Date Presented 04/04/19
This descriptive case study compares preparatory, occupation-based, and combined-intervention approaches for the compensatory treatment of visual field deficits as a feasibility study. Using the AMPS to examine occupational performance, it appears the combined training was most effective for visual compensation of everyday IADLs. However, results of eye tracking with a driving simulator offers contrasting evidence for safety when attempting to compensate for visual deficits with scanning.
Primary Author and Speaker: Rachel Gartz
Additional Authors and Speakers: Anne Dickerson, Jennifer Radloff
PURPOSE: Although much research exists regarding overall rehabilitation interventions poststroke, there is a lack of evidence for treatment of visual deficits1. This study’s research question compared the effectiveness of preparatory, occupation-based, and combined occupational therapy treatment for visual scanning training on improving occupational performance in IADLs for an individual who had sustained a stroke. Additionally, while eye tracking technology has been used in limited occupational therapy studies for neglect,2 no studies have yet used eye tracking in the context of daily occupations. In this case, the technology was used to ascertain the effects of visual field deficits poststroke compared to a healthy control.

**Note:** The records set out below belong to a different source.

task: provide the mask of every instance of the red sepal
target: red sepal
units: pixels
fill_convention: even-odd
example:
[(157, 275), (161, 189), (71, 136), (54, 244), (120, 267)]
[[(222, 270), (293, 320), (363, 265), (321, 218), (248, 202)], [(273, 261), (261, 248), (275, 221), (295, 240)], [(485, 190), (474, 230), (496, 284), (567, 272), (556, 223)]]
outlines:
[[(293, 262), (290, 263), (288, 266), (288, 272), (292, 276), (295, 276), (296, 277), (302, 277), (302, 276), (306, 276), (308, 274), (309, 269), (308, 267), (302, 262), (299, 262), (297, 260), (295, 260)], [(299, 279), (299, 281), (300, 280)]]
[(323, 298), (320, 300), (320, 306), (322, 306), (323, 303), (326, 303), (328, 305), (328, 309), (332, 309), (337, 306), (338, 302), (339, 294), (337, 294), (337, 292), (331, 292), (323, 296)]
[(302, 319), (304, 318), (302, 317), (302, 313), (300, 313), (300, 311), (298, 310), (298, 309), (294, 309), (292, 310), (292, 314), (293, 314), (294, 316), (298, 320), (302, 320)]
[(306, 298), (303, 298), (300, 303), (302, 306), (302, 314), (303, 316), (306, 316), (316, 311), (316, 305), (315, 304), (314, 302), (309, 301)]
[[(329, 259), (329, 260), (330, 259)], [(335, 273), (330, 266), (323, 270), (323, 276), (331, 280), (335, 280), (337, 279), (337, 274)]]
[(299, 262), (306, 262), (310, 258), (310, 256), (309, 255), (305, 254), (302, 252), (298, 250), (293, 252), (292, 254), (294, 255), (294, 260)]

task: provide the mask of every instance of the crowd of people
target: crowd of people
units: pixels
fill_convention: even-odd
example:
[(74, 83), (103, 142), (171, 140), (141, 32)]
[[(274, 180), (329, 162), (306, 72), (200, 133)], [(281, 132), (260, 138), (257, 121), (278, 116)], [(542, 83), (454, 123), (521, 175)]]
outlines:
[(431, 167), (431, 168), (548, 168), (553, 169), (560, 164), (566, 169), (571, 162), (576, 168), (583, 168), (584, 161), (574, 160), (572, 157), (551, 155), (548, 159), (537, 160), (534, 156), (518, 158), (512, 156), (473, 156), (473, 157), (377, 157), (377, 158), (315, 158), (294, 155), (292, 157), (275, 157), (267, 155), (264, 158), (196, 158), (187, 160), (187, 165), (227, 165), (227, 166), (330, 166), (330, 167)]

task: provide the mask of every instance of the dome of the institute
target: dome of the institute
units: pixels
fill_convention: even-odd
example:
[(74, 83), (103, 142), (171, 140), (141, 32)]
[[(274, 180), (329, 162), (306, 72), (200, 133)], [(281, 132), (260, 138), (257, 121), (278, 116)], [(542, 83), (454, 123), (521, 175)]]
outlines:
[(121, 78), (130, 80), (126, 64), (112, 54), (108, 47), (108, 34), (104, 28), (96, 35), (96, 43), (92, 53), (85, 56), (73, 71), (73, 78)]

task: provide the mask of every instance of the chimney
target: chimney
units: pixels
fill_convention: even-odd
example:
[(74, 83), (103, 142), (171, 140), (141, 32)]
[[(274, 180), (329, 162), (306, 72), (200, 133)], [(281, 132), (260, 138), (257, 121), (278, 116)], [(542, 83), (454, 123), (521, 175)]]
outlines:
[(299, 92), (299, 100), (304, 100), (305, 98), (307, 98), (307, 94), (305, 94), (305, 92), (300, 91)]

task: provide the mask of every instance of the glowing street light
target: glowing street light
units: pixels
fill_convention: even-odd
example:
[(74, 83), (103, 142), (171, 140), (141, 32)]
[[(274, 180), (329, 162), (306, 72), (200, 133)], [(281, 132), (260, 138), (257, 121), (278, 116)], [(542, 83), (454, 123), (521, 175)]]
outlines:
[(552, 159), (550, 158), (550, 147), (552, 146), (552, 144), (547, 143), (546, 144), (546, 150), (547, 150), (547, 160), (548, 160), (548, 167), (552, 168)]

DESIGN: A descriptive case study design with a a 55-year-old female who had a stroke 7 years prior and had chronic, bitemporal visual field deficits, but no spatial neglect or significant motor or cognitive deficits. A same age/gender control was used to compare scanning performance during IADL tasks (driving on a simulator and cooking tasks) looking at gaze patterns with eye track technology.
METHODS: The participant underwent three visual scanning treatments – preparatory, occupation-based, and combined. The Assessment of Motor and Process Skills (AMPS) was used as the outcome measures (motor & process) as well as standardized measures on the Vision Coach (full field, 60 dots, all red, speed 0, fixator off) at four points of time: 1)pretest, 2)after the preparatory intervention, 3)after occupation-based intervention, and 4)after combined intervention to determine the change in performance after each intervention. Interventions were 45-60 minutes, twice a wk, for 4 wks each intervention. After completion, the participant completed 2 cooking tasks and a task on the driving simulator using the Tobii Glasses Pro eye tracking glasses. A calibrated rater’s AMPS data was compared between 4 times and to the AMPS standardization sample to determine observable improvements. Vision Coach data (time) was also compared. The participant’s eye tracking data–duration of first fixation, total visit duration, and heat maps–were compared to a healthy control of the same age and gender using the Tobii Analyzer software.
RESULTS: Using AMPS logic scores in the order as implemented, the participant scores of motor skills were 1.4 (mild to moderate increased physical effort), 1.8 (questionable to mild increased physical effort), 2.0 (questionable increased physical effort), and 1.8 (questionable to mild increased physical effort). Process skills scores were 0.8 (questionable to mild inefficiency), 1.0 (questionable inefficiency), 0.8 (questionable to mild inefficiency), 1.2 (questionable inefficiency). With an observable difference being at least 0.30 logits3, both motor & process improved from "outside expected age range" to "with expected age range" with over .3 logits for both. Comparison of the eye tracking measures and heat maps revealed differences between time spent viewing areas of the visual field, including during 2 crashes on the driving simulator, suggested compensation was effective in daily tasks, but may be ineffective for driving.
CONCLUSION: In this exploratory study of a client with chronic visual field deficits poststroke, visual scanning training appeared to be the most effective compensatory method when using combined (preparatory & occupational) training. As a feasibility study, the protocols and measurement outcomes can be used for a RCT study and practitioners can design interventions for clients with visual deficits poststroke. This study also supports exploration of the use of eye tracking technology to understand visual scanning compensation for IADLs and implications for driving with visual deficits.
References
1. Duncan, P. W., Zorowitz, R., Bates, B., Choi, J. Y., Glasberg, J. J., Graham, G. D., . . . Reker, D. (2005). Management of adult stroke rehabilitation care: A clinical practice guideline. Stroke, 36(9), e100-43. doi:36/9/e100
2. Kortman, B., & Nicholls, K. (2016). Assessing for unilateral spatial neglect using eye-tracking glasses: A feasibility study. Occupational Therapy in Health Care, 30(4), 344-355. doi:10.1080/07380577.2016.1208858
3. Fisher, A. G., & Jones, K. B. (2012). Assessment of Motor and Process Skills (7th ed.). Fort Collins, CO: Three Star Press.